Signet ring cell carcinoma is a very rare cause of malignancy of the pancreas, occurring in less than 1% of pancreatic carcinoma, and on which only 5 case reports have ever been published [2,3,4,5,6]. Signet ring cell carcinomas occur most frequently in the stomach and account for 15-30% of all gastric cancers. The tumor is uncommon in the colon, representing approximately 1-2 % of all colorectal cancers [6,7,8]. In the colon and stomach, signet ring cell carcinomas are an aggressive adenocarcinoma subtype with a poor prognosis overall [9,10,11,12,13].

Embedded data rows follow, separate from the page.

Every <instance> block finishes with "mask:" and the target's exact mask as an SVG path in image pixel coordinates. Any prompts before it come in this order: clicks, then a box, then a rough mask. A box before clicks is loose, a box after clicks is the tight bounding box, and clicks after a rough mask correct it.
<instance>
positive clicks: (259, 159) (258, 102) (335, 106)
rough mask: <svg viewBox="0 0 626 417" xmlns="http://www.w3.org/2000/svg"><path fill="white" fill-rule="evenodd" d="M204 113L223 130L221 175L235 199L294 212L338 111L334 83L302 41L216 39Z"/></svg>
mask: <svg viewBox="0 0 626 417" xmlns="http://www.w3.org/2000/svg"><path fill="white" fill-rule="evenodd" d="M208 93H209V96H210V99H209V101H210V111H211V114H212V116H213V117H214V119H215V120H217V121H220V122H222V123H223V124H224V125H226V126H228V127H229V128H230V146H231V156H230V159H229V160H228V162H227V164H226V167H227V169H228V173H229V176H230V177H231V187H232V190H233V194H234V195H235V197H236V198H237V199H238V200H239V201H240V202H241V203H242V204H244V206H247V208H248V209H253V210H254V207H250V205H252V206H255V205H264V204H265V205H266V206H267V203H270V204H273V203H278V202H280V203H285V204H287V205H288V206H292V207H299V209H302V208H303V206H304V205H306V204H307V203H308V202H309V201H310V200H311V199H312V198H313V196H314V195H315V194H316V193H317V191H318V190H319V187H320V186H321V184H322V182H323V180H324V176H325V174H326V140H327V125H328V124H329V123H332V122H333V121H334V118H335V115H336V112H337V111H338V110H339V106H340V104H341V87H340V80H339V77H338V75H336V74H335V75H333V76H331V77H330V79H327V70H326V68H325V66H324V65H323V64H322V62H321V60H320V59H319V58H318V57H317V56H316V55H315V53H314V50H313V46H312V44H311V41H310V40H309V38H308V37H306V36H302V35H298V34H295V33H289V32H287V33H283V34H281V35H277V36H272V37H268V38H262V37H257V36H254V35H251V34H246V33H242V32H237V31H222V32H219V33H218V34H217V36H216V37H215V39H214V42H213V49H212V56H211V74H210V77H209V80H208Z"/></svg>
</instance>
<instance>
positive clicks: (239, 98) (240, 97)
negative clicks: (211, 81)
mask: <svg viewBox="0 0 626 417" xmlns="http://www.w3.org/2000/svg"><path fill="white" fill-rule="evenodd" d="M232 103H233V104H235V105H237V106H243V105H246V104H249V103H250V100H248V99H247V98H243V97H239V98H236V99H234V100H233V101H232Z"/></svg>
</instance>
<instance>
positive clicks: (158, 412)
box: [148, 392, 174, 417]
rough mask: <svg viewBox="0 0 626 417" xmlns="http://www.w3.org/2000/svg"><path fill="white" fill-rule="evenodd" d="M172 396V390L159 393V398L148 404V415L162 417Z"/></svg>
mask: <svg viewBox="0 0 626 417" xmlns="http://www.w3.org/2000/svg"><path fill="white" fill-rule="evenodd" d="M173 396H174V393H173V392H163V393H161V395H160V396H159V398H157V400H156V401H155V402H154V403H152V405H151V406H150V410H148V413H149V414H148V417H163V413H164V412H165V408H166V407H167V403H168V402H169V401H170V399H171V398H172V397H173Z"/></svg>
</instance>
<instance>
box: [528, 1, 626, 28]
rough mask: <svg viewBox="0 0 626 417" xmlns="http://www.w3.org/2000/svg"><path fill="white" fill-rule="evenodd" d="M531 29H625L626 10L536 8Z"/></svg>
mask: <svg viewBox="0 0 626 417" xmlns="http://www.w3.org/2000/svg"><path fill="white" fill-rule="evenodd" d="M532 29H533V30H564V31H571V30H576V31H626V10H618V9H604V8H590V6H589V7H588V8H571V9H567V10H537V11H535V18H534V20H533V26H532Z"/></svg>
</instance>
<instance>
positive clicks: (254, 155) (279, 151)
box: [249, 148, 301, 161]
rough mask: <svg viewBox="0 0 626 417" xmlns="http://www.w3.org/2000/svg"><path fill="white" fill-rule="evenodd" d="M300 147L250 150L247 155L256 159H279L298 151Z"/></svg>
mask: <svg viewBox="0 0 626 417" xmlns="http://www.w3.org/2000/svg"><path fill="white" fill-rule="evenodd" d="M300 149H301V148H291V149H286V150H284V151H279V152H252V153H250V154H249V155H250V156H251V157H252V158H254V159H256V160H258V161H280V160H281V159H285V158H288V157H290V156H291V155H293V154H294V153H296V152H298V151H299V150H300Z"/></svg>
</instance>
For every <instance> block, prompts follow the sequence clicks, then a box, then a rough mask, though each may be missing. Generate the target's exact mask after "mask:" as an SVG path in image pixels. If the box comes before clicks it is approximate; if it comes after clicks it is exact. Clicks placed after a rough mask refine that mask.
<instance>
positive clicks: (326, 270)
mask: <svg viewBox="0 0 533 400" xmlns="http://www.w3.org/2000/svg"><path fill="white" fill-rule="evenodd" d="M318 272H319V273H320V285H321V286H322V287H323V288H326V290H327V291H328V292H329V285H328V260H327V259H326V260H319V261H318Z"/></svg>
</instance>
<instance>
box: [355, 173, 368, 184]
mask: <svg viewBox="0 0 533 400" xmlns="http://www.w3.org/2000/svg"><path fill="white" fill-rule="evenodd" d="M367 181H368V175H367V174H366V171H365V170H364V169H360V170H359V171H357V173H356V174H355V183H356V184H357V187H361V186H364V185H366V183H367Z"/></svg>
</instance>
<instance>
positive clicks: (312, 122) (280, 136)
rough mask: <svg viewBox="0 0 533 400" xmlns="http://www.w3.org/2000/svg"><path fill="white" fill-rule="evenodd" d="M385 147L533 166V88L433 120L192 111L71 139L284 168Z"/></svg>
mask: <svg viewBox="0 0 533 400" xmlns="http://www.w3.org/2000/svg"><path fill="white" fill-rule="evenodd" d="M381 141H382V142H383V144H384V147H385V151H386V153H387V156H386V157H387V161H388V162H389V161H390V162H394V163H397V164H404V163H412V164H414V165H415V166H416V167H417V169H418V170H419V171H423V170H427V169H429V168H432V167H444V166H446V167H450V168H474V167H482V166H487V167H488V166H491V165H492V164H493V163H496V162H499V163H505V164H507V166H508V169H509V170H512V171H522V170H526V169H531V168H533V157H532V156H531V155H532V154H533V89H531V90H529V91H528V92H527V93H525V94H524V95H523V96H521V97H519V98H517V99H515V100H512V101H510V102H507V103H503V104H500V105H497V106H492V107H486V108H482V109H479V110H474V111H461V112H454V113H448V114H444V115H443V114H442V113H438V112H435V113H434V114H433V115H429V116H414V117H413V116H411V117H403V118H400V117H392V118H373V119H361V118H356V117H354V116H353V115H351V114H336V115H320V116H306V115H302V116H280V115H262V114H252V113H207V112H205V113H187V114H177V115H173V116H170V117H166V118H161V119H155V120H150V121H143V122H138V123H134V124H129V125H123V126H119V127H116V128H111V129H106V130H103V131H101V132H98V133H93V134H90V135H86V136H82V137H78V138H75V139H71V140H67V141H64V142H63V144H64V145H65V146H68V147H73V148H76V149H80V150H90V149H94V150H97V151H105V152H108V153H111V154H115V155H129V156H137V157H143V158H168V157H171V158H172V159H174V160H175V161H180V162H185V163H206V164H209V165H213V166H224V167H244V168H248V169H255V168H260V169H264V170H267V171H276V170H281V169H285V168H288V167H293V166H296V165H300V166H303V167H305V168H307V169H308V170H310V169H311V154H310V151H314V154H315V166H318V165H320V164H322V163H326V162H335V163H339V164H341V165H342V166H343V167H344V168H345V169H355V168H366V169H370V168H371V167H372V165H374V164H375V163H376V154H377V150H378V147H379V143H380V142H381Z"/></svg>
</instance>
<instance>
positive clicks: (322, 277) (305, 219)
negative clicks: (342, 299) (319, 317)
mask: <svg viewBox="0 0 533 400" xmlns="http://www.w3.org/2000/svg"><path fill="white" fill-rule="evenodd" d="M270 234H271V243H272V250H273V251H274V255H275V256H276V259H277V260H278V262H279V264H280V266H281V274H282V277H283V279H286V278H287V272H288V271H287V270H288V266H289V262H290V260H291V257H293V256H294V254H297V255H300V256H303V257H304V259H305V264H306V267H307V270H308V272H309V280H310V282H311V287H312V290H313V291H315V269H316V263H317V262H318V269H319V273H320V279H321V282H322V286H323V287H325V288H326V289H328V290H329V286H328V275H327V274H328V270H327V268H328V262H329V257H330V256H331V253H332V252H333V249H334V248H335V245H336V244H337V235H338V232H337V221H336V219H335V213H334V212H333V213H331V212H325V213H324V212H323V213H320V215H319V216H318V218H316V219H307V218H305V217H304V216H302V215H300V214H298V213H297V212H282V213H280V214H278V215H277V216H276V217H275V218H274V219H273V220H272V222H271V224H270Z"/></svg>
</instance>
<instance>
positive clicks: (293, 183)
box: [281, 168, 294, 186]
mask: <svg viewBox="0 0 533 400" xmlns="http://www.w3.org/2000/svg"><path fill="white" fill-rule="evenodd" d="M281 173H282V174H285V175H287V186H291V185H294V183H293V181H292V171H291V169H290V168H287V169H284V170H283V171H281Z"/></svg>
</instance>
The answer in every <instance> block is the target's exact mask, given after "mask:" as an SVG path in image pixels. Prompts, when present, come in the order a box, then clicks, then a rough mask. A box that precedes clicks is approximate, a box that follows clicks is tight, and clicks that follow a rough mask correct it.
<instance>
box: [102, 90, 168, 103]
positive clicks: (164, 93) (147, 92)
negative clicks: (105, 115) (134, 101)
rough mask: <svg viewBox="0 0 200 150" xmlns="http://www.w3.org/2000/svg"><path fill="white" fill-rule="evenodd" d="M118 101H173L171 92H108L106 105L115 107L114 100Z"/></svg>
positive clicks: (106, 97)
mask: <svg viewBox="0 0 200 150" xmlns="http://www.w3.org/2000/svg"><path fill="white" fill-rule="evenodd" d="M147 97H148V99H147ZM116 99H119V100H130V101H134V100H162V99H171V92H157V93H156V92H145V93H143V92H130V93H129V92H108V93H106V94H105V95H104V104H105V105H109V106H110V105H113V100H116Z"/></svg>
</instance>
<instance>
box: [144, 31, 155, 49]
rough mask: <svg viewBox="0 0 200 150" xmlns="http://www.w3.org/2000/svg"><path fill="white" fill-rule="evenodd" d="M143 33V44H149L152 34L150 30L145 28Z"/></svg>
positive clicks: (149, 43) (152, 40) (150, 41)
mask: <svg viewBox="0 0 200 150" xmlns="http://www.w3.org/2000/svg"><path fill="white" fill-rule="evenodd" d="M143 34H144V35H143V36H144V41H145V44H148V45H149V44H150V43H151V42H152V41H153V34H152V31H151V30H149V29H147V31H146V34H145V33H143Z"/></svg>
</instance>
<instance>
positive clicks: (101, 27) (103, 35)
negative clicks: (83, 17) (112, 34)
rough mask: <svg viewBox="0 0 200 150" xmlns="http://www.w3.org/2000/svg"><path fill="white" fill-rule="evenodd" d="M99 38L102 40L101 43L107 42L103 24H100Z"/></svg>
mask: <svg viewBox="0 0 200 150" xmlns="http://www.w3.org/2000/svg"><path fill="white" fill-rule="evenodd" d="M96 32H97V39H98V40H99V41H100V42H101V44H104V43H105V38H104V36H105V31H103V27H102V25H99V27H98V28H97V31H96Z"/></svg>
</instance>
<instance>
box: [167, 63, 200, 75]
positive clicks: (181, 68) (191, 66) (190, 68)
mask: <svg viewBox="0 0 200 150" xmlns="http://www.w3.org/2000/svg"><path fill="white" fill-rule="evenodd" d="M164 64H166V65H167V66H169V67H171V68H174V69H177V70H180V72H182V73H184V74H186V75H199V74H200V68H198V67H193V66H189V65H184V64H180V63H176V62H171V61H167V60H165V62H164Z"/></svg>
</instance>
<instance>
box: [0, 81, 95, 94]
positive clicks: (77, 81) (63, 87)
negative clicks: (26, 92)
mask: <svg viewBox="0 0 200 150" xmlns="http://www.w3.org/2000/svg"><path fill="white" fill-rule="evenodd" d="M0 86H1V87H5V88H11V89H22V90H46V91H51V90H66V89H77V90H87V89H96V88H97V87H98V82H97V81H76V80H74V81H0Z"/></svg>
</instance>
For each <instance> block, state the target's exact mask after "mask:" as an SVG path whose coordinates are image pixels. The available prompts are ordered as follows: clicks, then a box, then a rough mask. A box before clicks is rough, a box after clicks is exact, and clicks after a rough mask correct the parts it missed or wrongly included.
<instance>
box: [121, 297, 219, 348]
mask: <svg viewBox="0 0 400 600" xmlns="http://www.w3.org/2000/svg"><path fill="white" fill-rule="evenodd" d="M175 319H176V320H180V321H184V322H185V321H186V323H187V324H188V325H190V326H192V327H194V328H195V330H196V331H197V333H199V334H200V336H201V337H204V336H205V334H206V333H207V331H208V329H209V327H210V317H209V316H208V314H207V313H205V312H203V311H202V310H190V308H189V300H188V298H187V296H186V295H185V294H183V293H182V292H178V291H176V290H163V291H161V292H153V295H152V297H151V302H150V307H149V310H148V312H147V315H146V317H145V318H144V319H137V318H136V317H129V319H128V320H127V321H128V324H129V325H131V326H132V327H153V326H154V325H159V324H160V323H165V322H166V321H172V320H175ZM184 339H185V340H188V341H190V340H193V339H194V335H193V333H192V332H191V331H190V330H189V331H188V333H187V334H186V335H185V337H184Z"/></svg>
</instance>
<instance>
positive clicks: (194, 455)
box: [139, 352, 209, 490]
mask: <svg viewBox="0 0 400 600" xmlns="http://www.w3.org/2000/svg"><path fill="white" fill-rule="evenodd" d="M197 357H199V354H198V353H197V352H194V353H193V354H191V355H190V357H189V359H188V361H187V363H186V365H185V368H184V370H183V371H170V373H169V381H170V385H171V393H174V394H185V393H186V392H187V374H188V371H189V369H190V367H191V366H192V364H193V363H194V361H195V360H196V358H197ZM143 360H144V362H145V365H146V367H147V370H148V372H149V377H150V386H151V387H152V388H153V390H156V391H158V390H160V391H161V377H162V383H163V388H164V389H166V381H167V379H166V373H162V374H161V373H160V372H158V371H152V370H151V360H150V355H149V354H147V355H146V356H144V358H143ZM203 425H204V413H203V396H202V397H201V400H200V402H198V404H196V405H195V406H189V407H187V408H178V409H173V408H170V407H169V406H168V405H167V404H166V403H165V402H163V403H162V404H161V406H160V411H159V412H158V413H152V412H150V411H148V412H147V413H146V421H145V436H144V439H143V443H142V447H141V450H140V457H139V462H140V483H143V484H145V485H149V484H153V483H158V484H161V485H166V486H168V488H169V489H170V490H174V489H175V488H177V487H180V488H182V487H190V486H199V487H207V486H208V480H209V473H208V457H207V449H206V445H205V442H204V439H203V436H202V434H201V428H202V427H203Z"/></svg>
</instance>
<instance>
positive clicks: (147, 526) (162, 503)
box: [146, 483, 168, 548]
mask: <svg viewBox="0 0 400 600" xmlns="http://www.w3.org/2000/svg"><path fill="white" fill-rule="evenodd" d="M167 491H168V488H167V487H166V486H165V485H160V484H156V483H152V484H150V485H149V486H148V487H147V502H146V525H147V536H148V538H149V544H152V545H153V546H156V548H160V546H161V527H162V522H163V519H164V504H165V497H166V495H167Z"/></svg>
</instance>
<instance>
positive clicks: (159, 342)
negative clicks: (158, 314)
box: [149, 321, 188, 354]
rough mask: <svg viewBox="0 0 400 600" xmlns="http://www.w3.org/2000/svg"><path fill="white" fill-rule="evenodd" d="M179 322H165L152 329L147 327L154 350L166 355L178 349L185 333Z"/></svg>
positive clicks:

We present a case of signet ring cell carcinoma of the pancreas which was only revealed at post-mortem examination. All other published cases of pancreatic signet ring cell carcinoma had a fulminant course [2,3,4,5,6] Conversely, in our patient, it had an unusually prolonged course. Although true histology was obtained at laparotomy, it was not conclusive. The final diagnosis was determined by post-mortem histopathological examination. The abnormal soft tissue mass in and around the head of the pancreas remained stable in size during our observation period, which could be consistent with a type 2 IgG4-negative AIP. However, as no improvement was observed after corticosteroid therapy, this diagnosis was rejected. Even after careful review of the first tissue specimen of the pancreatic head, we were unable to find any tumor cells. This can be explained by sampling of the inflammatory matrix surrounding the pancreatic carcinoma. At autopsy, no other primary tumor sites were noted. The pathologist particularly looked for lesions of the gastric or duodenal wall, and of the ampullary region as signet ring cell carcinoma is more common at these sites. Reflecting on our case, we would like to underline the presence of a peri-tumoral stromal fibrosis in patients with pancreatic carcinoma, which is a hallmark of this disease and can cover up the truth. A pancreatic mass should always be considered to be malignant, until proven otherwise.
The authors have no potential conflicts of interest.